On 2006-05-24 16:26, Mate Kapović wrote:
> You're basically saying that it was still *k'... I don't see the point in
> talking about "non-distinctive affrication" etc.
I simply mean that practically all true palatal stops (I mean those in
which the point of contact is at the back of the hard palate, not just
slightly advanced velars) are affricated no matter if the speakers are
aware of the affrication or not; in most cases they aren't, and the
affrication has no phonological relevance. But it is important from the
_phonetic_ point of view, since it's dramatically increased by any
further fronting, and the passage from /k'/ to any coronal affricate is
both continuous and natural, hence its wide occurrence cross-linguistically.
I'd say that it's quite _unusual_ for palatal stops to remain
diachronically stable, and that they are far more frequently fronted
than retracted; hence my hunch that PIE *k^ was up to a certain point a
plain velar rather than a palatal.

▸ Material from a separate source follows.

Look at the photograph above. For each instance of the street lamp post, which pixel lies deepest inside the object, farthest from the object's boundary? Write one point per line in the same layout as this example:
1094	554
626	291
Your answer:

The languages in which it became a
palatal underwent parallel evolution towards full "satemisation", but
since its initial fronting was oddly unconstrained (back vowels didn't
prevent it), I think it's more likely to have happened just once rather
than several times independently (unaccountably, in languages forming a
geographical block).
There is more similarity in the development of Balto-Slavic and
Indo-Iranian (where we also have the early and complete merger of the *k
and *kW series and the RUKI rule), while the "satellite" languages,
Armenian and Albanian, show various idiosyncratic developments.